While it is possible that EU member states may decide not to grant the UK all the concessions they require if they leave, remember that before the UK joined the Common Market in the 70s, there were already trade agreements and relationships in place, and there’s every reason to expect that these could be revived.
Freedom of Movement
Freedom of movement may be affected, however the UK is not a part of the Schengen Agreement and is very unlikely ever to join whether they leave or stay in Europe. There will still be passport controls upon entering EU member states, and EU and UK citizens will be unlikely to have all of the freedoms and liberties that they currently enjoy within member countries. Emigrating to sunnier climes for our retirement may be made more difficult, as might property ownership in other EU member states. However, this has not yet been defined and of course it works both ways, so there’s a deal to be made.
For those Brits already living within the EU, it is unlikely that your residency will be affected. The concept of asking existing residents and property owners to move or sell would be in breach of existing conventions, for example The European Convention on Human Rights.
A Brexit vote won’t see the UK suddenly left out in the cold. An exit strategy will need to be negotiated and some commentators hazard that this could take 10 years to complete!
British Yacht Crew
There are some specific EU based regulations that may affect British yacht crews if the UK votes to leave.
Examples include access to red diesel, control of native and non-native species, and European marine protected areas (a range of measures aimed at protecting the biodiversity of seas controlled by member states).
However, more salient points such as the length of time that a non-EU Captain can stay in a Schengen country (currently limited to 90 days for six months), or the length of time a non-EU flagged yacht can be moored (18 months compared to six for EEA countries), make Brexit a more attractive option for UK maritime crew.
Meanwhile, those preferring to stay argue that visiting EU countries could become more expensive and arduous, and may affect exchange rates and mobile phone costs, but this is pure scare mongering as the details of any exit strategy have yet to be formulated and agreed.
Ex-pat savings and investment statuses
There has been an increasing level of rhetoric from pro-EU campaigners that earnings and tax of yacht crew and ex pats will be affected should the UK decide to leave the Union. Politicians, who are supposedly in the know, are banding about fears that pension pots will collapse and that savings will evaporate.
However, it is worth considering that investments will always go up and down based on world events. Rather like the concept that a butterfly flapping its wings will cause an earthquake on the other side of the planet, so any major event will cause the markets to change. It is worth noting though, that investments rise and fall and markets eventually stabilise themselves.

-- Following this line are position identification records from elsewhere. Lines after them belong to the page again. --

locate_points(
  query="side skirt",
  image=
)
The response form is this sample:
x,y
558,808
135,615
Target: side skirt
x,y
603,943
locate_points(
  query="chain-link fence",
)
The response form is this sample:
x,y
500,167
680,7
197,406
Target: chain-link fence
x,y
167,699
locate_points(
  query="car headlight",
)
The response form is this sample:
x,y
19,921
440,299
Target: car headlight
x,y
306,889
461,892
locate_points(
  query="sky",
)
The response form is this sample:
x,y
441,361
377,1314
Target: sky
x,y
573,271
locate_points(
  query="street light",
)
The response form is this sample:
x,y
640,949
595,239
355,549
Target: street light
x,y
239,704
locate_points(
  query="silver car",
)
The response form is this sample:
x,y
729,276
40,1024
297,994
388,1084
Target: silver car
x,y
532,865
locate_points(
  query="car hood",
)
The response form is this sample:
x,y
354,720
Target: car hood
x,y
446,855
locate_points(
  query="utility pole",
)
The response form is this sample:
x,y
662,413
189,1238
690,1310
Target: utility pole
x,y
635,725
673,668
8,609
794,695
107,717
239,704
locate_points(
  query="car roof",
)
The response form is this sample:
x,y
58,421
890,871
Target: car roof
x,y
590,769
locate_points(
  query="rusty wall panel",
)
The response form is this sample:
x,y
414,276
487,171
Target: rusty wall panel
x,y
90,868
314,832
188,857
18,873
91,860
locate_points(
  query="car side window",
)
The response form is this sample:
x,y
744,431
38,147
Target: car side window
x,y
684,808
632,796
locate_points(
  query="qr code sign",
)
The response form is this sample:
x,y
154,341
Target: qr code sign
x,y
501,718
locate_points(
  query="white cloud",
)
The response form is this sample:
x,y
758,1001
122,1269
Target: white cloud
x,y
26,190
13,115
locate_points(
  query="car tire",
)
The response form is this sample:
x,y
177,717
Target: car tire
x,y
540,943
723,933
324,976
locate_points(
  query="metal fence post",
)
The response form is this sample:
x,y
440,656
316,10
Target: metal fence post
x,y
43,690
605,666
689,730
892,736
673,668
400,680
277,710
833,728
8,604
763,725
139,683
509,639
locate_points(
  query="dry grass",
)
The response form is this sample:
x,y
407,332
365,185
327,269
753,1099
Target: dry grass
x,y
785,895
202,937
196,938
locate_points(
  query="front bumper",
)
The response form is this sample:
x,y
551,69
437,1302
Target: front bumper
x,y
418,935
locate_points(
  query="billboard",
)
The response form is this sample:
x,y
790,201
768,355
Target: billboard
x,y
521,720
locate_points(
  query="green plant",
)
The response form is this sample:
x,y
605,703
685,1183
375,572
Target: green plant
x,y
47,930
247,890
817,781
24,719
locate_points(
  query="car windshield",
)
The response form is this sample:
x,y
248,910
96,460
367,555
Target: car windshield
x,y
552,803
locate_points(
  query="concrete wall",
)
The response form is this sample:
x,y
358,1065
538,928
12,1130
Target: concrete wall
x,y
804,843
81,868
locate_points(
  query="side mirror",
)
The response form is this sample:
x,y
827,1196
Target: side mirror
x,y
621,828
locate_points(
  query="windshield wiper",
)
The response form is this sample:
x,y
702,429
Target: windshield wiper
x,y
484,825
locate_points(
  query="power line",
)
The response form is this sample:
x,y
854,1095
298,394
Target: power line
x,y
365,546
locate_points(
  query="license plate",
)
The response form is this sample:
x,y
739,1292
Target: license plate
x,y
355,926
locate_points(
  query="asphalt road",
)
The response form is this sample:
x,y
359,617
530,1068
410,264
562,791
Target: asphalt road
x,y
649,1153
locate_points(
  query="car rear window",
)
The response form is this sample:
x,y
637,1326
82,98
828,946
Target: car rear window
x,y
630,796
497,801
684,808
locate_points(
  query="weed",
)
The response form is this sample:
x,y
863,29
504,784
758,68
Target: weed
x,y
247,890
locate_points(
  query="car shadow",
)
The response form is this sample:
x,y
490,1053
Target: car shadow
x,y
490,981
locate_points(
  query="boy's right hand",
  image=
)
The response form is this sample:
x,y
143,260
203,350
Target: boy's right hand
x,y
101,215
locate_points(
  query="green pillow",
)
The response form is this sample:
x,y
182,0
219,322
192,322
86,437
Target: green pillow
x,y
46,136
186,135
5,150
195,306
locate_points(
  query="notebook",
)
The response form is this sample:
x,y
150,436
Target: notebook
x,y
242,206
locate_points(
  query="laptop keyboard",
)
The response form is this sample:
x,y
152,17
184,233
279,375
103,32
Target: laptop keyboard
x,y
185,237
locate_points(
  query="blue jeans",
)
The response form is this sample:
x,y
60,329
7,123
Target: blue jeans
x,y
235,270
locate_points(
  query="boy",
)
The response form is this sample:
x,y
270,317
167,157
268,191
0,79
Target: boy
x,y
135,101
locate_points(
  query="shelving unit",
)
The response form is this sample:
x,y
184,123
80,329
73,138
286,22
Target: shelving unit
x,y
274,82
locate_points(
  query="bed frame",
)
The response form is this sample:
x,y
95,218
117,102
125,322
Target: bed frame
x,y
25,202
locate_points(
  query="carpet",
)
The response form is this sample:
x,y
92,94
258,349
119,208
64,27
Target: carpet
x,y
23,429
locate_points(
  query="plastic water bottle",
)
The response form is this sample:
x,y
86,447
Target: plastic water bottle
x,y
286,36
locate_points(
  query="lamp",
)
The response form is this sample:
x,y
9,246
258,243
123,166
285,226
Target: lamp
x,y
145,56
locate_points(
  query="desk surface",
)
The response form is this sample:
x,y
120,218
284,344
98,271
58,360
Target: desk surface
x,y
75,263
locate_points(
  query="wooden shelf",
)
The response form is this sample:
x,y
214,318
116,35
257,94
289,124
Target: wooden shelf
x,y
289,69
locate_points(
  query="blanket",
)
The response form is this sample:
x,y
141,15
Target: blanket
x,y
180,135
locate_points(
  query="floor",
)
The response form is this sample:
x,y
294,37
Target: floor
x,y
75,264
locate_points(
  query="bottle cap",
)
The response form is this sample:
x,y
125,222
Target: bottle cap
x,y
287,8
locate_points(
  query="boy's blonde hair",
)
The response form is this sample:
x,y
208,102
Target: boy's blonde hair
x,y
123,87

An additional consideration is that given that markets can fall they can also rise. A potential Brexit may not be the doomsday it is being purported to be.
Bank accounts and taxes
Tax is based on residency status. Whether the UK decided to stay or leave will have little effect on the tax that you pay or the country that you pay tax. The Seafarers Earnings Deduction will remain unchanged as this is written into British law not EU. The same applies to bank accounts, which are already affected by FATCA and GATCA meaning that financial institutions can report back account details (see our article ‘The Age of Compliance’
For the majority of yacht crew a Brexit vote will mean business as usual.
In reality the biggest impact of an exit on crew will be an increase in paperwork, but we’ve had rather a lot of practice already as part of the EU. The final outcome now rests on the showmanship of both sides over the coming weeks.